# 🤖💬❓nlp-uncertainty-zoo Demo

This is a quick demo for the nlp-uncertainty-zoo, detailing how to jump in quickly with package. We will do this by training two different models on the Rotten Tomatoes sentiment analysis dataset, where want to classify where a movie review is positive or negative. 

For that purpose, we first start by importing all necessary packages as well as loading and preprocessing the dataset. Even though the first model we are using is LSTM-based, we will still use the BERT tokenizer here for the sake of simplicity.

## Loading the dataset & preprocessing

In [39]:
import random
from string import ascii_lowercase

from datasets import load_dataset
from torch.utils.data import DataLoader
from transformers import BertTokenizer
from nlp_uncertainty_zoo.models import LSTMEnsemble, VariationalBert  # We will test these two models in this demo!

# CONST
BATCH_SIZE = 16

In [21]:
def preprocess_with(tokenizer):
    def preprocess(input_):
        return tokenizer(
            input_["text"],
            truncation=True,
            padding="max_length",
            max_length=50
        )
    
    return preprocess

dataset = load_dataset("rotten_tomatoes")
tokenizer = BertTokenizer.from_pretrained("bert-base-uncased")

train_set = dataset["train"].map(preprocess_with(tokenizer), batched=True)
train_loader = DataLoader(train_set, batch_size=BATCH_SIZE)

test_set = dataset["train"].map(preprocess_with(tokenizer), batched=True)
test_loader = DataLoader(train_set, batch_size=BATCH_SIZE)

Using custom data configuration default
Reusing dataset rotten_tomatoes_movie_review (/Users/deul/.cache/huggingface/datasets/rotten_tomatoes_movie_review/default/1.0.0/9c411f7ecd9f3045389de0d9ce984061a1056507703d2e3183b1ac1a90816e4d)

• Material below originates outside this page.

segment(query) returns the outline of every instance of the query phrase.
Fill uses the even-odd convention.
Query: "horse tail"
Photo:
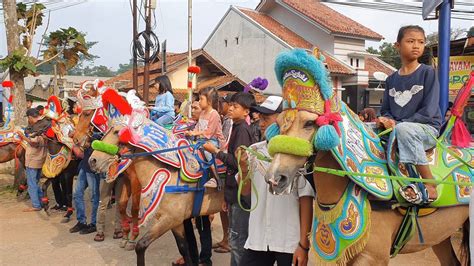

HBox(children=(FloatProgress(value=0.0, max=9.0), HTML(value='')))




## Training

We now start by training an ensemble of LSTMs. Due to fact that all members of an ensemble are randomly initialized, models tend to converge to different solutions, making the ensemble very robust to unseen data points (see paper TODO). This is also a very useful property for uncertainty quantification, as we will see later. 

In [48]:
# TODO: Set seeds

In [23]:
# TODO: Training code for LSTM Ensemble

Next up, we will fine-tune a BERT model. For uncertainty quantification, we will use Monte Carlo Dropout (TODO: Citations): By using multiple different dropout masks during inference, we can create different predictions for the same data point. 

In [24]:
# TODO: Training code for Variational BERT

## Evaluating task performance & calibration

Before we continue, let us first evaluate the models to reassure ourselves that the training was successful:

In [None]:
# TODO: Evaluate models

We can also evaluate to what extend the probability of a predicted class actually corresponds to the chance of the model actually predicting the correct class, also called *calibration* (Guo et al., 2017). One way to evaluate this propery is the expected calibration error (ECE): By binning predictions with similar confidence scores, we can evaluate if the mean confidence per bin corresponds to the accuracy on the binned samples:

In [None]:
# TODO: Implement calibration with ECE

Another approach is evaluation using *prediction sets* (TODO: Citation). The idea here is to sort predictings descendingly and add classes to a set until a certain amount of probability mass - for instance 90 % in the example below - is reached. If the model is well calibrated, these prediction sets should be small and contain the correct class (on average). Using the functions implemented in the package, we evaluate these properties below: 

In [47]:
# TODO: Implement prediction set evaluation

## Uncertainty quantification

Next, we want to use the model to actually quantify their uncertainty in a prediction. For this purpose, we manually define some sequences which should seem suspicious to the models. 

In [43]:
original_sentence = train_set[1]["text"]
print(original_sentence)

the gorgeously elaborate continuation of " the lord of the rings " trilogy is so huge that a column of words cannot adequately describe co-writer/director peter jackson's expanded vision of j . r . r . tolkien's middle-earth .


In [46]:
# The model hasn't been finetuned on German, so this should be weird
sentence1 = (
    "Die umwerfend aufwendige Fortsetzung der „Der Herr der Ringe“-Trilogie ist so umfangreich,"
    "dass eine Kolonne von Worten die erweiterte Vision von Co-Autor/Regisseur Peter Jackson "
    "von j. r . r . Tolkiens Mittelerde nicht angemessen beschreiben kann."
).lower()
# Now we scramble the contents of the sentence randomly
tokens = original_sentence.split(" ")
sentence2 = " ".join(random.sample(tokens, len(tokens)))
print(sentence2)

# Add noise to the sentence
delete_chars = 10
add_noise_chars = 10

sentence3 = str(original_sentence)

for _ in range(delete_chars):
    idx = random.choice(range(len(sentence3)))
    sentence3 = sentence3[:idx] + sentence3[idx + 1:]
    
for _ in range(add_noise_chars):
    idx = random.choice(range(len(sentence3)))
    char = random.choice(ascii_lowercase)
    
    sentence3 = sentence3[:idx] + char + sentence3[idx:]
    
print(sentence3)

of vision expanded of lord of . " huge a . the tolkien's is words describe peter so middle-earth cannot " the of gorgeously column adequately r co-writer/director j rings . r that continuation trilogy . the jackson's elaborate
the gorgeously elaborate continuationpn of " the lsord ofthe rings " trilogy is sohuge that a column of words cannort adequaely describek co-riter/dzijrector pteorn ackson's expanded vsion of jm . r .r  tolkien's middleearth .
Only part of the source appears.